# Berney Arms: Quietest rail stop sees eight-fold passenger rise



## caravanman (Nov 25, 2021)

*Berney Arms: Quietest rail stop sees eight-fold passenger rise*
Berney Arms in Norfolk saw 348 passengers in the year to March, compared with 42 the previous year. 

Berney Arms: Quietest rail stop sees eight-fold passenger rise


----------



## cheerose (Nov 25, 2021)

Geoff Marshall should be putting out his yearly video on this soon


----------



## jiml (Nov 25, 2021)

cheerose said:


> Geoff Marshall should be putting out his yearly video on this soon


I wonder how much of the increase in ridership came from curious viewers of his previous video on least-used stations.


----------



## cheerose (Nov 25, 2021)

jiml said:


> I wonder how much of the increase in ridership came from curious viewers of his previous video on least-used stations.


There is definitely going to be some influence to the numbers.
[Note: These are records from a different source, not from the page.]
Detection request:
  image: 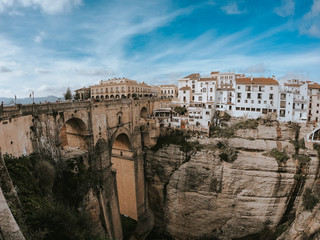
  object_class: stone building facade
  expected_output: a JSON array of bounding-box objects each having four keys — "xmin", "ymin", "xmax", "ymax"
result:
[{"xmin": 90, "ymin": 78, "xmax": 152, "ymax": 100}]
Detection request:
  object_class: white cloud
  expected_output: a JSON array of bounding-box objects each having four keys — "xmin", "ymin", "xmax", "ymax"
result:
[
  {"xmin": 0, "ymin": 0, "xmax": 82, "ymax": 14},
  {"xmin": 34, "ymin": 32, "xmax": 47, "ymax": 43},
  {"xmin": 242, "ymin": 63, "xmax": 269, "ymax": 73},
  {"xmin": 221, "ymin": 2, "xmax": 246, "ymax": 15},
  {"xmin": 274, "ymin": 0, "xmax": 295, "ymax": 17},
  {"xmin": 299, "ymin": 0, "xmax": 320, "ymax": 38}
]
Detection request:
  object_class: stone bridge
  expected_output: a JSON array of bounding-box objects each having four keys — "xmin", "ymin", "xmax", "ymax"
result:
[{"xmin": 0, "ymin": 99, "xmax": 164, "ymax": 239}]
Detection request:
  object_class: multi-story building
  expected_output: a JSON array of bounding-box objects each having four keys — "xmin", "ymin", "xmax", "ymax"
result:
[
  {"xmin": 278, "ymin": 79, "xmax": 308, "ymax": 122},
  {"xmin": 308, "ymin": 83, "xmax": 320, "ymax": 122},
  {"xmin": 211, "ymin": 72, "xmax": 236, "ymax": 111},
  {"xmin": 159, "ymin": 85, "xmax": 178, "ymax": 98},
  {"xmin": 90, "ymin": 78, "xmax": 152, "ymax": 100},
  {"xmin": 178, "ymin": 73, "xmax": 217, "ymax": 127},
  {"xmin": 74, "ymin": 87, "xmax": 90, "ymax": 101},
  {"xmin": 234, "ymin": 76, "xmax": 279, "ymax": 118}
]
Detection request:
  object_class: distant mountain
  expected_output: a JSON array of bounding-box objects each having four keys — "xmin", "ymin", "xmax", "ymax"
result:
[{"xmin": 0, "ymin": 96, "xmax": 62, "ymax": 105}]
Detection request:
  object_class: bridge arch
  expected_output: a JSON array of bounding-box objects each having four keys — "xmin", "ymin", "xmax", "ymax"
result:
[
  {"xmin": 140, "ymin": 107, "xmax": 148, "ymax": 118},
  {"xmin": 111, "ymin": 127, "xmax": 138, "ymax": 220},
  {"xmin": 307, "ymin": 127, "xmax": 320, "ymax": 143},
  {"xmin": 60, "ymin": 118, "xmax": 88, "ymax": 150}
]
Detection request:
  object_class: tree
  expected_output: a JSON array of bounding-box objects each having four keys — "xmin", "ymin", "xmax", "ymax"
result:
[{"xmin": 64, "ymin": 87, "xmax": 72, "ymax": 100}]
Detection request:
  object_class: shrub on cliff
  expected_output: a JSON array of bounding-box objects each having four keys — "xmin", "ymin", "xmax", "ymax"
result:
[
  {"xmin": 217, "ymin": 141, "xmax": 238, "ymax": 163},
  {"xmin": 234, "ymin": 119, "xmax": 259, "ymax": 129},
  {"xmin": 302, "ymin": 188, "xmax": 319, "ymax": 211},
  {"xmin": 268, "ymin": 148, "xmax": 289, "ymax": 163},
  {"xmin": 4, "ymin": 155, "xmax": 102, "ymax": 240},
  {"xmin": 292, "ymin": 154, "xmax": 311, "ymax": 163},
  {"xmin": 151, "ymin": 130, "xmax": 203, "ymax": 153}
]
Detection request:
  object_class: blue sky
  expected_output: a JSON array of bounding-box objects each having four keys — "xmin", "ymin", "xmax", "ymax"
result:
[{"xmin": 0, "ymin": 0, "xmax": 320, "ymax": 97}]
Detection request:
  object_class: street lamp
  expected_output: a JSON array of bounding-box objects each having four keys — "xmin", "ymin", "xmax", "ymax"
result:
[{"xmin": 30, "ymin": 91, "xmax": 34, "ymax": 104}]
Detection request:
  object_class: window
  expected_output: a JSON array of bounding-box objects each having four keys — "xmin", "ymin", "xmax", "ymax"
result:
[{"xmin": 258, "ymin": 93, "xmax": 262, "ymax": 99}]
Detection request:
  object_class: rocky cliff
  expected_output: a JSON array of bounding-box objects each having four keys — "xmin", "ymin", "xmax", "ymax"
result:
[{"xmin": 146, "ymin": 124, "xmax": 320, "ymax": 239}]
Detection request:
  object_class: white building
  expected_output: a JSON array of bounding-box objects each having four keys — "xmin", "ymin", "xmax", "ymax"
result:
[
  {"xmin": 278, "ymin": 79, "xmax": 308, "ymax": 122},
  {"xmin": 308, "ymin": 82, "xmax": 320, "ymax": 123},
  {"xmin": 234, "ymin": 77, "xmax": 279, "ymax": 119},
  {"xmin": 178, "ymin": 73, "xmax": 217, "ymax": 127},
  {"xmin": 211, "ymin": 72, "xmax": 236, "ymax": 114},
  {"xmin": 159, "ymin": 85, "xmax": 178, "ymax": 98}
]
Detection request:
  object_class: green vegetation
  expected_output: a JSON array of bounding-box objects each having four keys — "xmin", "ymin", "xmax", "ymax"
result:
[
  {"xmin": 302, "ymin": 188, "xmax": 319, "ymax": 211},
  {"xmin": 234, "ymin": 119, "xmax": 259, "ymax": 129},
  {"xmin": 173, "ymin": 106, "xmax": 188, "ymax": 116},
  {"xmin": 217, "ymin": 141, "xmax": 238, "ymax": 163},
  {"xmin": 289, "ymin": 138, "xmax": 306, "ymax": 154},
  {"xmin": 292, "ymin": 154, "xmax": 311, "ymax": 163},
  {"xmin": 268, "ymin": 148, "xmax": 289, "ymax": 163},
  {"xmin": 151, "ymin": 130, "xmax": 203, "ymax": 153},
  {"xmin": 313, "ymin": 143, "xmax": 320, "ymax": 157},
  {"xmin": 209, "ymin": 125, "xmax": 235, "ymax": 138},
  {"xmin": 209, "ymin": 117, "xmax": 259, "ymax": 138},
  {"xmin": 4, "ymin": 155, "xmax": 102, "ymax": 240},
  {"xmin": 64, "ymin": 87, "xmax": 72, "ymax": 100}
]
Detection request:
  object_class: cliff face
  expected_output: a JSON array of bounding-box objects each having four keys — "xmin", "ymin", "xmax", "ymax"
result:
[{"xmin": 146, "ymin": 123, "xmax": 320, "ymax": 239}]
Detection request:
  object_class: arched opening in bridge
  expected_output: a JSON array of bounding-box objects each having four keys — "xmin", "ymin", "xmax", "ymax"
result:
[
  {"xmin": 140, "ymin": 107, "xmax": 148, "ymax": 118},
  {"xmin": 60, "ymin": 118, "xmax": 88, "ymax": 150},
  {"xmin": 111, "ymin": 133, "xmax": 138, "ymax": 220}
]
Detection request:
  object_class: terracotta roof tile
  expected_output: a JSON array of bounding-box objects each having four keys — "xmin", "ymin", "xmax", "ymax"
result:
[
  {"xmin": 184, "ymin": 73, "xmax": 200, "ymax": 80},
  {"xmin": 179, "ymin": 87, "xmax": 191, "ymax": 90},
  {"xmin": 284, "ymin": 83, "xmax": 302, "ymax": 87},
  {"xmin": 308, "ymin": 83, "xmax": 320, "ymax": 89},
  {"xmin": 236, "ymin": 77, "xmax": 279, "ymax": 85},
  {"xmin": 199, "ymin": 78, "xmax": 217, "ymax": 82}
]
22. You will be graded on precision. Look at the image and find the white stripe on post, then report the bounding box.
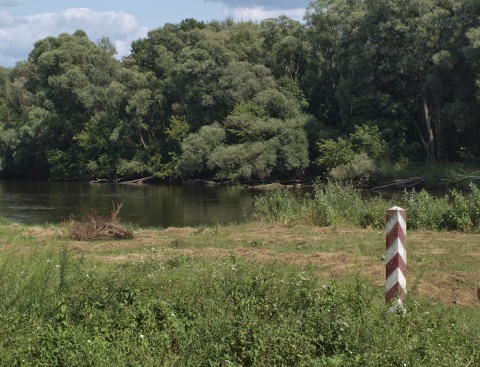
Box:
[385,206,407,309]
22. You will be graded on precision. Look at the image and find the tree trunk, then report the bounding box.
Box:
[422,91,438,163]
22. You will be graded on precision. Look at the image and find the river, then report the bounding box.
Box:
[0,181,258,228]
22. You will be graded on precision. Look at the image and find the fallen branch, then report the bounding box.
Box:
[70,202,133,241]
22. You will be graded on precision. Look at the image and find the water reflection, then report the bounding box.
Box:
[0,181,258,227]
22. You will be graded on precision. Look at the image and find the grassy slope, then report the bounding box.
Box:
[0,223,480,366]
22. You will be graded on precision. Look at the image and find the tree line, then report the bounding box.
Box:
[0,0,480,180]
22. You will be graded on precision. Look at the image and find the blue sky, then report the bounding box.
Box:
[0,0,310,67]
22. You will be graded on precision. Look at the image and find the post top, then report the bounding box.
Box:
[387,205,405,211]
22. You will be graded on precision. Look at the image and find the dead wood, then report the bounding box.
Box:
[70,202,133,241]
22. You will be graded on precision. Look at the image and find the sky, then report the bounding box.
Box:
[0,0,311,67]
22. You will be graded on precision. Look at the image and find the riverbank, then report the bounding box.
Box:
[0,221,480,366]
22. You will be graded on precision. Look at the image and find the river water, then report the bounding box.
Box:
[0,181,258,227]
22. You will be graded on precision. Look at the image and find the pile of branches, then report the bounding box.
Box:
[70,203,133,241]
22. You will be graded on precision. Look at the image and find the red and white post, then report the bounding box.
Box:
[386,206,407,310]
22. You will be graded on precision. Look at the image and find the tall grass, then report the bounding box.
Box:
[253,182,480,232]
[0,243,480,366]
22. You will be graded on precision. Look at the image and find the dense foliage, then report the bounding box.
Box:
[253,182,480,233]
[0,0,480,180]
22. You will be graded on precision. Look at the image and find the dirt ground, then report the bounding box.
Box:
[13,224,480,308]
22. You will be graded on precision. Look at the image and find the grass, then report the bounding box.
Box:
[0,221,480,366]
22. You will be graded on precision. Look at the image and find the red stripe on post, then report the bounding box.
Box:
[385,206,407,310]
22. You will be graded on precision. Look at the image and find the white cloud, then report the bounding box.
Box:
[205,0,309,10]
[0,8,147,66]
[0,0,23,6]
[226,7,305,21]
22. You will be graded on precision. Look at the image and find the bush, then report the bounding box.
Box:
[254,181,480,232]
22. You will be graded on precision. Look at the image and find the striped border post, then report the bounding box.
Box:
[385,206,407,311]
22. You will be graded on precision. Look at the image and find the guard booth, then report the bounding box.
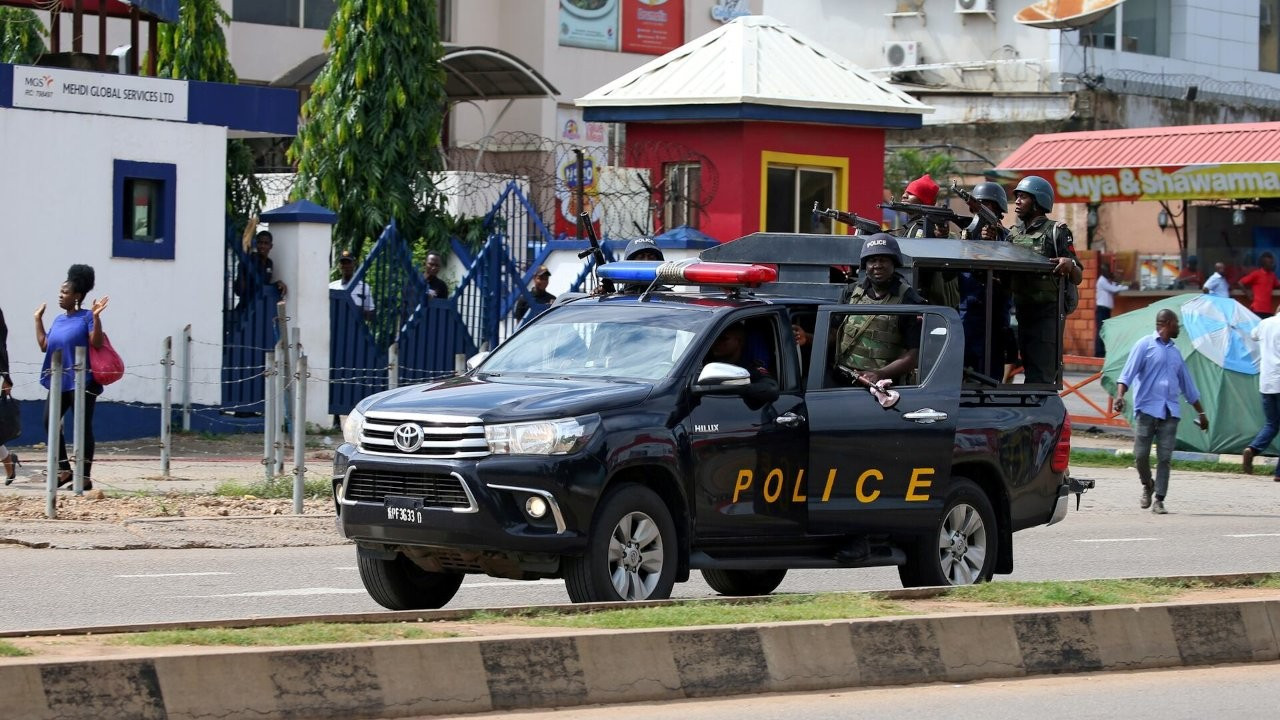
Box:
[700,232,1064,384]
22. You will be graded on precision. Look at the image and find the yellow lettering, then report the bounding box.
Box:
[906,468,933,502]
[822,468,836,502]
[791,468,809,502]
[764,468,783,502]
[733,470,753,502]
[855,468,884,502]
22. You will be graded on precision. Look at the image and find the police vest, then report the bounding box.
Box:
[838,282,908,370]
[1009,219,1057,305]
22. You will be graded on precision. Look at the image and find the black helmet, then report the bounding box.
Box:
[858,232,902,268]
[973,182,1009,213]
[622,237,666,260]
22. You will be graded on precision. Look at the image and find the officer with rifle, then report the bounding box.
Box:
[1009,176,1084,383]
[836,233,924,388]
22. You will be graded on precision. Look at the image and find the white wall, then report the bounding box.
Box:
[0,109,227,404]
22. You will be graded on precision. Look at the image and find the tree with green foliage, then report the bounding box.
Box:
[289,0,448,256]
[0,8,49,65]
[884,147,959,196]
[148,0,266,229]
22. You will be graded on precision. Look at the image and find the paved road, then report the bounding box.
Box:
[432,662,1280,720]
[0,461,1280,630]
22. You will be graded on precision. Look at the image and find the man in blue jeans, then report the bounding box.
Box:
[1244,302,1280,483]
[1115,309,1208,515]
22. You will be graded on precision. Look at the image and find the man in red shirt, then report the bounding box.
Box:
[1239,252,1280,318]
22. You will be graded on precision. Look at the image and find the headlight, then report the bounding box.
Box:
[342,405,365,445]
[484,415,600,455]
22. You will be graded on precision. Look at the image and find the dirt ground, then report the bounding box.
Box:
[0,587,1280,662]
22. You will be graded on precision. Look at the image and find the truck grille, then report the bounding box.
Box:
[343,468,474,510]
[360,411,489,459]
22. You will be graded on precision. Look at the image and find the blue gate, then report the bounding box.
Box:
[329,222,476,415]
[223,225,280,414]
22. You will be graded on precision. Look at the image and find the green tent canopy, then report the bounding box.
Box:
[1102,293,1280,454]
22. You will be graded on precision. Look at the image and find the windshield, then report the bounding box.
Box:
[479,304,712,380]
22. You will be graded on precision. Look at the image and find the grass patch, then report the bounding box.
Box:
[109,623,458,647]
[0,641,31,657]
[1071,447,1243,474]
[214,475,333,498]
[472,593,910,630]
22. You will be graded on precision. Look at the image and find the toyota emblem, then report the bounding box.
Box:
[394,423,422,452]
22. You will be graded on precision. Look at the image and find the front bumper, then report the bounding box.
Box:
[334,443,604,555]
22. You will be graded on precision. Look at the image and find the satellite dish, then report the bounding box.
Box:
[1014,0,1124,29]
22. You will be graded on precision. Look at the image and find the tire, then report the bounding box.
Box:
[703,570,787,597]
[564,484,678,602]
[356,551,465,610]
[897,478,1000,588]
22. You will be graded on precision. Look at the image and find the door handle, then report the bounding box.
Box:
[902,407,947,425]
[773,413,805,428]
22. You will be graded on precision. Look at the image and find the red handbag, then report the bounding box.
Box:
[88,333,124,386]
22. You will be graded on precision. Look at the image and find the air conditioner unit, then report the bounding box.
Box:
[884,40,920,68]
[956,0,996,15]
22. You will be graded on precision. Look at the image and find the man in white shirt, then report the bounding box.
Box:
[329,250,374,320]
[1201,263,1231,297]
[1244,301,1280,483]
[1093,266,1129,357]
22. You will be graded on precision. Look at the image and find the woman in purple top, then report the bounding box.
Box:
[36,265,109,489]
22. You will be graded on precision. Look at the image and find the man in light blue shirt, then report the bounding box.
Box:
[1201,263,1231,297]
[1115,307,1208,515]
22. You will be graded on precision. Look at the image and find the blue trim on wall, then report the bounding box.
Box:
[259,200,338,225]
[111,160,178,260]
[187,81,298,136]
[0,63,13,108]
[582,102,924,129]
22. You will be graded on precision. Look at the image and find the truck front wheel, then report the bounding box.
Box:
[703,570,787,597]
[564,484,678,602]
[897,478,1000,588]
[356,550,463,610]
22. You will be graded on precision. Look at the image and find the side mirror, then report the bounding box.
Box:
[694,363,751,395]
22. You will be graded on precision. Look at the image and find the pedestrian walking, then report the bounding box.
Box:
[1239,252,1280,318]
[1115,307,1208,515]
[1243,301,1280,483]
[1093,268,1129,357]
[36,265,110,489]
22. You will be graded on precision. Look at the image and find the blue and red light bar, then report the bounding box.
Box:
[595,258,778,287]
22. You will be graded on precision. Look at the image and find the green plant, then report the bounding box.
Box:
[0,8,49,65]
[147,0,266,228]
[289,0,448,258]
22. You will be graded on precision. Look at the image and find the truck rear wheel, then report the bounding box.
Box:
[356,550,463,610]
[564,484,678,602]
[897,478,1000,588]
[703,570,787,597]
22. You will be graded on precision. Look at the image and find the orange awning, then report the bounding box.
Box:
[995,123,1280,202]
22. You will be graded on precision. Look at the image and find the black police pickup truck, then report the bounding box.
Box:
[334,233,1070,610]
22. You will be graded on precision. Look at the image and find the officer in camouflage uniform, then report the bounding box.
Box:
[836,233,924,383]
[1009,176,1084,383]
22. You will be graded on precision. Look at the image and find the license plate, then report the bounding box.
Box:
[384,497,424,525]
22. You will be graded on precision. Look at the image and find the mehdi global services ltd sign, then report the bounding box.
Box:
[13,65,187,122]
[1025,163,1280,202]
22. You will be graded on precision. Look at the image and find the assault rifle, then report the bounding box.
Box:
[813,200,881,233]
[879,202,973,229]
[577,210,617,295]
[951,181,1009,240]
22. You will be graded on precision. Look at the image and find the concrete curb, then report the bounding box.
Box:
[0,600,1280,720]
[1071,447,1277,473]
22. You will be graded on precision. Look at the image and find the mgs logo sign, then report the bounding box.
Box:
[392,423,422,452]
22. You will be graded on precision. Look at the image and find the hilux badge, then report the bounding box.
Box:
[394,423,422,452]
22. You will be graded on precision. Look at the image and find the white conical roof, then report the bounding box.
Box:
[576,15,933,115]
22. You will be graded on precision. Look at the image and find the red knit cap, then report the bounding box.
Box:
[906,173,938,205]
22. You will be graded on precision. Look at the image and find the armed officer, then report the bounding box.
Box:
[1009,176,1084,383]
[836,233,924,383]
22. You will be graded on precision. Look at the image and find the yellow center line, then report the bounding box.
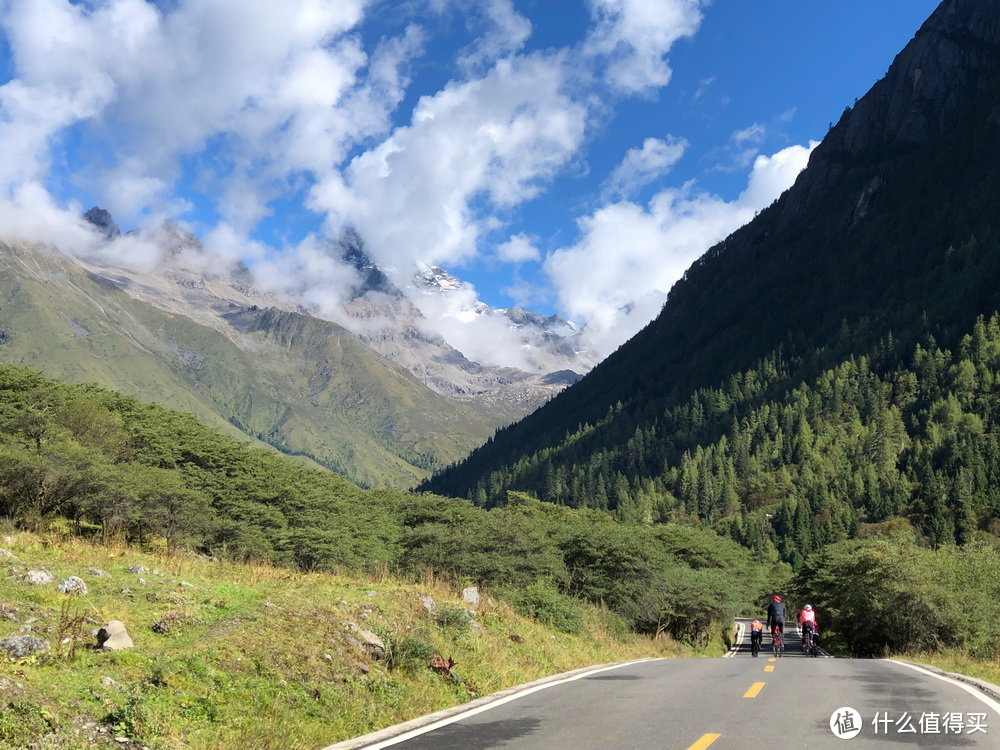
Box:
[743,682,765,698]
[688,734,722,750]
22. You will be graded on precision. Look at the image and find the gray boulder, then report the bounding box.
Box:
[342,622,385,659]
[56,576,87,594]
[97,620,135,651]
[24,570,56,586]
[0,635,49,659]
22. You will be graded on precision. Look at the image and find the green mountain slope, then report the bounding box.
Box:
[426,0,1000,559]
[0,245,496,486]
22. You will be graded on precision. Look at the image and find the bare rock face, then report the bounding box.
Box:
[83,206,121,240]
[783,0,1000,219]
[97,620,135,651]
[24,570,56,586]
[462,586,479,607]
[0,635,49,659]
[342,622,385,659]
[56,576,87,594]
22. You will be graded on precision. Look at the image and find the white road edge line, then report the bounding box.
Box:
[323,657,669,750]
[885,659,1000,714]
[722,622,743,659]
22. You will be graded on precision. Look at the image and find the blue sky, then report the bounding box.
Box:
[0,0,937,364]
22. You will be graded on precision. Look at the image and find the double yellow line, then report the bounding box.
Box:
[687,657,776,750]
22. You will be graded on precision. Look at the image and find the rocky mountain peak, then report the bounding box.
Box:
[83,206,121,240]
[337,228,402,299]
[413,266,462,293]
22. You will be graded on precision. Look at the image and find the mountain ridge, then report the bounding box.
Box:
[423,0,1000,536]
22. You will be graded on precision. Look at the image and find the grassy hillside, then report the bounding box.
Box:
[0,366,781,642]
[0,532,690,749]
[0,244,496,487]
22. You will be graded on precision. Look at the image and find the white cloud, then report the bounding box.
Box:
[458,0,531,73]
[0,0,804,378]
[587,0,705,94]
[310,55,587,274]
[497,233,542,263]
[604,135,688,196]
[0,0,423,231]
[545,143,816,355]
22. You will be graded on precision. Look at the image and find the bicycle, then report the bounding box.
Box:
[809,629,819,657]
[799,622,813,656]
[771,625,785,657]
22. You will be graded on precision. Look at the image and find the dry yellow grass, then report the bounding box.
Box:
[0,533,688,748]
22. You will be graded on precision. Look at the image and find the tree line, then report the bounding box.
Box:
[0,366,768,641]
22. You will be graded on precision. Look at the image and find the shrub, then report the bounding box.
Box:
[503,582,584,633]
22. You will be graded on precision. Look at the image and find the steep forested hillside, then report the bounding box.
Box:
[0,366,768,640]
[426,0,1000,562]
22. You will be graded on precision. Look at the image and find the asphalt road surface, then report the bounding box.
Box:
[370,625,1000,750]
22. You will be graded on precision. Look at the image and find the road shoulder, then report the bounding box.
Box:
[323,657,669,750]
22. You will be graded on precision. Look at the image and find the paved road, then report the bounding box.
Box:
[374,624,1000,750]
[727,619,829,659]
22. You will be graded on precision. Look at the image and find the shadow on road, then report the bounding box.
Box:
[394,719,542,750]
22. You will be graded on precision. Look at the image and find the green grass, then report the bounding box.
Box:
[0,243,499,488]
[0,533,688,748]
[900,649,1000,685]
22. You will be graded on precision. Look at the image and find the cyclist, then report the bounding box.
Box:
[767,594,785,640]
[750,620,764,656]
[799,604,819,652]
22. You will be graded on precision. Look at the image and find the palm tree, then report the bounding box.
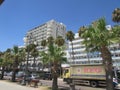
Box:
[31,44,39,69]
[79,18,114,90]
[12,46,20,82]
[55,36,65,46]
[66,31,75,61]
[112,8,120,23]
[0,49,13,79]
[41,40,47,47]
[78,26,90,64]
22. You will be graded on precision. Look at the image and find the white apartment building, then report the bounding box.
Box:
[67,33,120,67]
[25,20,66,70]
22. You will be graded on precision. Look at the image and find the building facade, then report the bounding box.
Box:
[25,20,66,70]
[67,33,120,67]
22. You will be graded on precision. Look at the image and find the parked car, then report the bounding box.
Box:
[41,73,52,80]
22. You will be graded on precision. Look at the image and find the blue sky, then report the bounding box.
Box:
[0,0,120,51]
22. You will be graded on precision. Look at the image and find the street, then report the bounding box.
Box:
[0,79,105,90]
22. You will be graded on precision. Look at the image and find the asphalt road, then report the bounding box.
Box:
[0,79,105,90]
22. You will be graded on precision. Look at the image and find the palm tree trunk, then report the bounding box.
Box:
[12,67,16,82]
[101,46,114,90]
[52,64,58,90]
[52,75,58,90]
[0,66,5,79]
[71,42,75,63]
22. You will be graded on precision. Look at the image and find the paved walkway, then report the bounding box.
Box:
[0,80,105,90]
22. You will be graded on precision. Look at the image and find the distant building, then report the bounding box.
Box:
[25,20,66,70]
[67,33,120,67]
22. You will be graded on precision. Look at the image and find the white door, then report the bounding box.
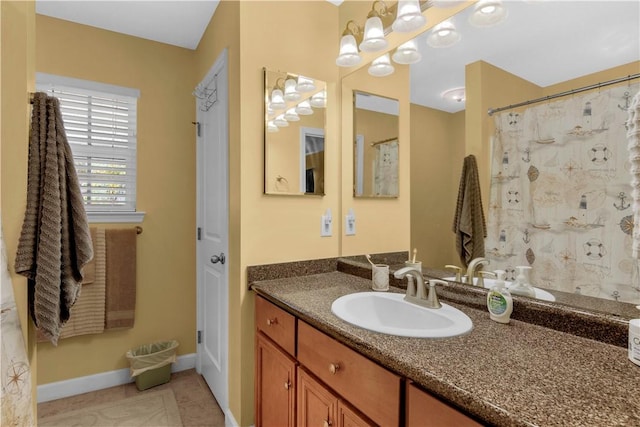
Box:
[194,50,229,413]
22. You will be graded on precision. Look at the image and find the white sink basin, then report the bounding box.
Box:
[442,277,556,301]
[331,292,473,338]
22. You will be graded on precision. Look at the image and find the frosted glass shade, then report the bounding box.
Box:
[427,21,461,48]
[336,34,362,67]
[296,99,313,116]
[284,79,302,101]
[284,108,300,122]
[391,0,427,33]
[296,76,316,92]
[269,89,287,110]
[469,0,507,27]
[392,40,422,64]
[368,53,395,77]
[360,16,388,52]
[273,114,289,128]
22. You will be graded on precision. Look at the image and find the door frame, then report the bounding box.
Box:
[195,48,233,412]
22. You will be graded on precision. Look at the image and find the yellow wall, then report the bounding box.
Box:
[33,15,196,384]
[0,1,37,414]
[411,104,464,268]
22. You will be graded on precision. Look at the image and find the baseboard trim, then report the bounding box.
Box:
[37,353,196,403]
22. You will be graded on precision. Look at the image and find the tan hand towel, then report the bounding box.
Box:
[105,228,137,329]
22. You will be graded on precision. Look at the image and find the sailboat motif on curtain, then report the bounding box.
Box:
[486,84,640,302]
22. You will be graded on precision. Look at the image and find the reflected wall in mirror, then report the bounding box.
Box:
[264,68,327,196]
[353,91,399,197]
[368,1,640,318]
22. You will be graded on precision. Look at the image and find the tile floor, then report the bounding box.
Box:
[38,369,224,427]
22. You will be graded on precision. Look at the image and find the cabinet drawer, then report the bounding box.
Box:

Of course, with 2020... that will skew these numbers all over the place.

There is a part of me that would love to try an All The Stations - Amtrak  but it's probably been done before... and interest would be 'meh' most likely


----------



## Willbridge (Nov 25, 2021)

In 1969 while I was in school at Fort Ord, California, I got the Saturday morning passenger count for the SP _Del Monte _at our flag stop up from 1 to a high of 10. This was done by distributing paper timetables, posting them on bulletin boards, and letting people know that there was a lounge car with liquor sold on the train.

It was a big percentage increase! Perhaps someone in the Greater Berney Arms area has been conducting a similar campaign.


----------



## JontyMort (Nov 26, 2021)

jiml said:


> I wonder how much of the increase in ridership came from curious viewers of his previous video on least-used stations.


Almost certainly all of it - or at least from general interest from eccentrics railfans. It’s one line I must do - along with the Flying Dentonian…








Denton railway station - Wikipedia







en.wikipedia.org


----------



## jiml (Nov 26, 2021)

cheerose said:


> There is definitely going to be some influence to the numbers. Of course, with 2020... that will skew these numbers all over the place.
> 
> There is a part of me that would love to try an All The Stations - Amtrak  but it's probably been done before... and interest would be 'meh' most likely


I assume you follow Geoff (and Vicki), which I have done since he was single and focused on London transit. He's talked a few times about tackling Amtrak for an All The Stations series. They did Ireland, which has been very useful planning for my upcoming trip there, but I think he's said that the US is just too big and spread out, with far too many stations in remote areas to be practical. He also acknowledged the infrequent trains would make getting off to do local features difficult and costly. Several viewers/readers suggested just the NEC and a few other well-served routes, and they mentioned (on a Q&A during the height of the pandemic) they were seriously considering it.


----------



## jiml (Nov 26, 2021)

JontyMort said:


> eccentrics railfans


 I like your thought process!


----------



## cheerose (Nov 26, 2021)

jiml said:


> I assume you follow Geoff (and Vicki), which I have done since he was single and focused on London transit. He's talked a few times about tackling Amtrak for an All The Stations series. They did Ireland, which has been very useful planning for my upcoming trip there, but I think he's said that the US is just too big and spread out, with far too many stations in remote areas to be practical. He also acknowledged the infrequent trains would make getting off to do local features difficult and costly. Several viewers/readers suggested just the NEC and a few other well-served routes, and they mentioned (on a Q&A during the height of the pandemic) they were seriously considering it.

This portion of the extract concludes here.